Thursday, March 13, 2008

Input Validation for Security in PHP

In an effort of fair play, I will extend my post regarding input validation in Classic ASP and now post the same concepts and how to apply it to PHP.

For many of the same reasons, PHP is best served by cleansing user-supplied input upon receiving it. Like Classic ASP, doesn't really have explicit data types upon variables, for this reason, it's nice to have a function to ship input through to make sure it is what you expect it to be, and to sanitize it for inclusion into a database, email message or web display.

Via querystrings or submitted form data a user can inject malicious code used to hack your database, XSS script or obtain high level permissions on the server or the directory structure.

The function I rely on for PHP is much simpler than my ASP functions due to the fact PHP has some built in functions that are pretty handy, and this function certainly can be expanded on to encompass the additional datatypes that my ASP functions do.

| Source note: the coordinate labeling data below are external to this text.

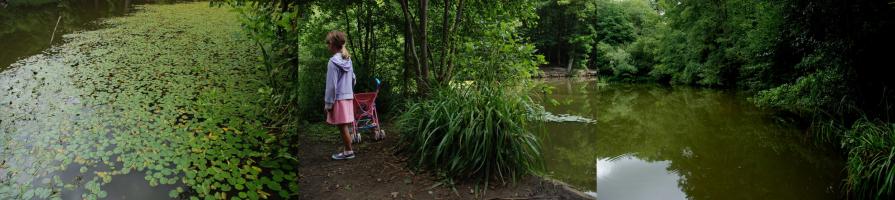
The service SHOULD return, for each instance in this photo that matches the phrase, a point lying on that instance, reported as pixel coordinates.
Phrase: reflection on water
(631, 178)
(652, 142)
(27, 26)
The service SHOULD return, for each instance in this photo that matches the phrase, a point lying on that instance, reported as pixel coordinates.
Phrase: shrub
(870, 165)
(477, 133)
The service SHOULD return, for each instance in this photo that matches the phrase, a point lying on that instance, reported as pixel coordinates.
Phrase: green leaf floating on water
(170, 91)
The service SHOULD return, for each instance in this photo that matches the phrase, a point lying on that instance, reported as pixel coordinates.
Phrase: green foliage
(172, 92)
(871, 159)
(273, 27)
(471, 132)
(593, 34)
(619, 61)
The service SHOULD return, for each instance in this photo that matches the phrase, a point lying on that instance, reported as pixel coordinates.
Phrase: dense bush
(871, 159)
(473, 132)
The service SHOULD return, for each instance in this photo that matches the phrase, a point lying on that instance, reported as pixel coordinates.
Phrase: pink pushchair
(365, 115)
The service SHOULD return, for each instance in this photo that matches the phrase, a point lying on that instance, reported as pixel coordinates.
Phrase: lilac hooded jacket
(339, 80)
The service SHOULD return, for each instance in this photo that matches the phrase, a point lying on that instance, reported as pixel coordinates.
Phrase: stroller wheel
(356, 137)
(380, 135)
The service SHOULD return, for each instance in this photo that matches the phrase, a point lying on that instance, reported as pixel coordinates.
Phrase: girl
(339, 93)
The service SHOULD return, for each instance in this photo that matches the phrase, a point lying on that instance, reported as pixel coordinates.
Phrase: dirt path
(377, 173)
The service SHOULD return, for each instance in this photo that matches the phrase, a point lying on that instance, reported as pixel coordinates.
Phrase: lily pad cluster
(173, 92)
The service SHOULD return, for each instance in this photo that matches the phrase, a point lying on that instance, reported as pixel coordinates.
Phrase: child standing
(339, 93)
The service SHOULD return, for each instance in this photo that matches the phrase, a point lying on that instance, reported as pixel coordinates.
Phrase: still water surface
(37, 96)
(651, 142)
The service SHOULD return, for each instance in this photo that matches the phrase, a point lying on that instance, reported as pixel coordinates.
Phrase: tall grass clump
(870, 165)
(471, 133)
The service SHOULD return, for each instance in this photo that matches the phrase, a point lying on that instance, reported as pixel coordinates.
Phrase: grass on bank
(475, 133)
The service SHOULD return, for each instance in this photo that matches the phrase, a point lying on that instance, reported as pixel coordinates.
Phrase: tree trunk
(569, 66)
(412, 60)
(424, 44)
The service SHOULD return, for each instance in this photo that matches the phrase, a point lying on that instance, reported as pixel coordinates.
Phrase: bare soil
(378, 173)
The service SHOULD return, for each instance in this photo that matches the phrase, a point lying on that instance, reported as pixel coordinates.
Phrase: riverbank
(378, 173)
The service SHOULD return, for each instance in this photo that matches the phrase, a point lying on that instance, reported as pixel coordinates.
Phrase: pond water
(652, 142)
(27, 26)
(41, 104)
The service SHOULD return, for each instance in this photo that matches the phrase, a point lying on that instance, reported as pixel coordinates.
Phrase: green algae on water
(172, 92)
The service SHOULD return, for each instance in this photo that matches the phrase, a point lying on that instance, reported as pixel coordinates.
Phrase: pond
(28, 26)
(652, 142)
(145, 106)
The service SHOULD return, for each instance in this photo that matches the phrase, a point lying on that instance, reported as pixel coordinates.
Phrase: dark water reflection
(26, 26)
(39, 103)
(681, 143)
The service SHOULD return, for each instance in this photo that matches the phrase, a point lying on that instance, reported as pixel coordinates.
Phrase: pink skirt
(342, 112)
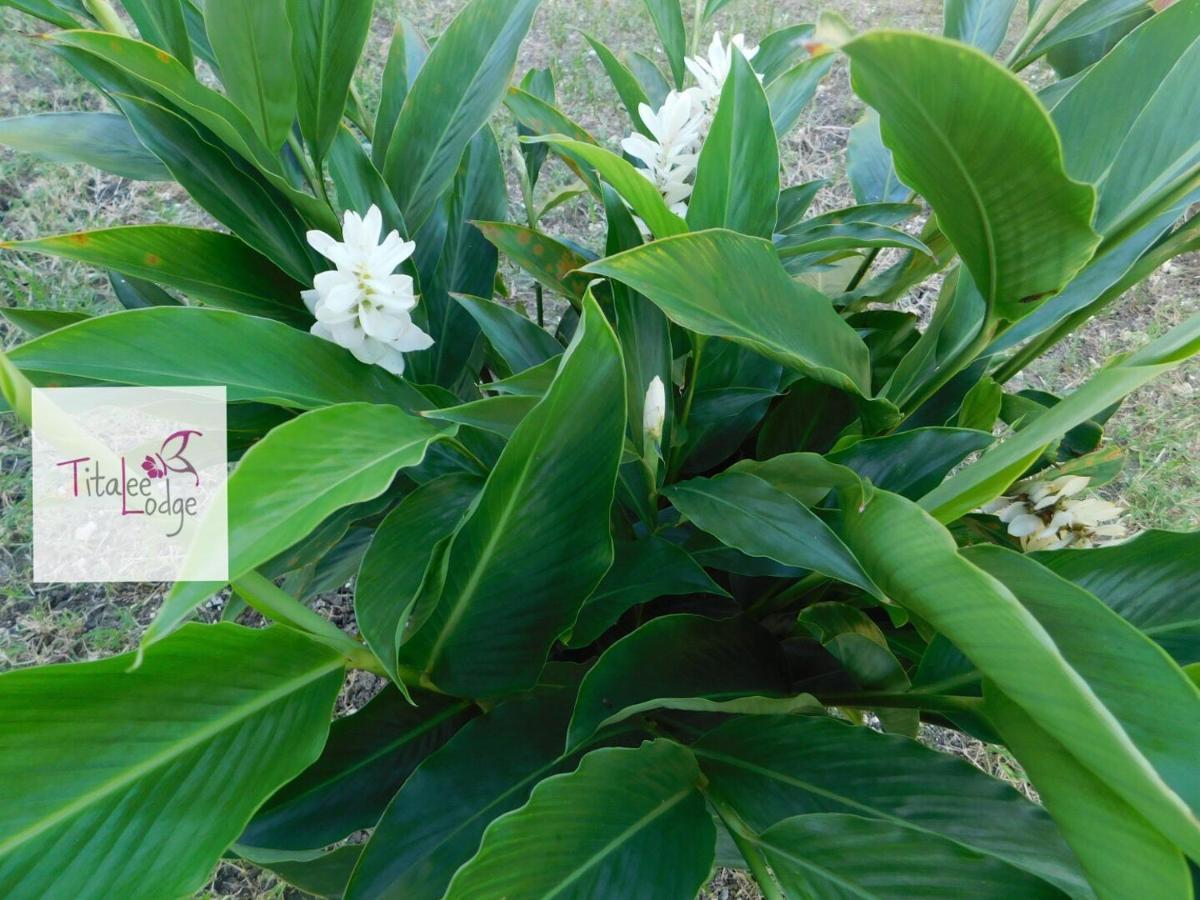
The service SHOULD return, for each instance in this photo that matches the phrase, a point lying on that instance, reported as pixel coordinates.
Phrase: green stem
(280, 606)
(873, 700)
(676, 453)
(106, 16)
(696, 22)
(747, 841)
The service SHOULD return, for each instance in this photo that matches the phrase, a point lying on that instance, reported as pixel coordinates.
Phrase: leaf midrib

Function clean_input($value, $type, $length)
{
if(empty($value))
$rtn_value = "";
else if($type == "int" && is_numeric($value) && strlen($value) <= $length)
$rtn_value = $value;
else if($type == "str" && strlen($value) <= $length)
$rtn_value = mysql_real_escape_string($value);
else
die("Can not process this request, invalid input data.");
return $rtn_value;
}

This function supports fewer datatypes, though it could, I just haven't had the need as yet to expand this function as I have had to for a couple of ASP projects. The very same regular expression concepts can be used in PHP with the eregi() function, as well as other regex functions PHP has.

Thanks to the mysql_real_escape_string() PHP function, it is incredibly easy to properly escape possibly malicious code before inserting the data into the database.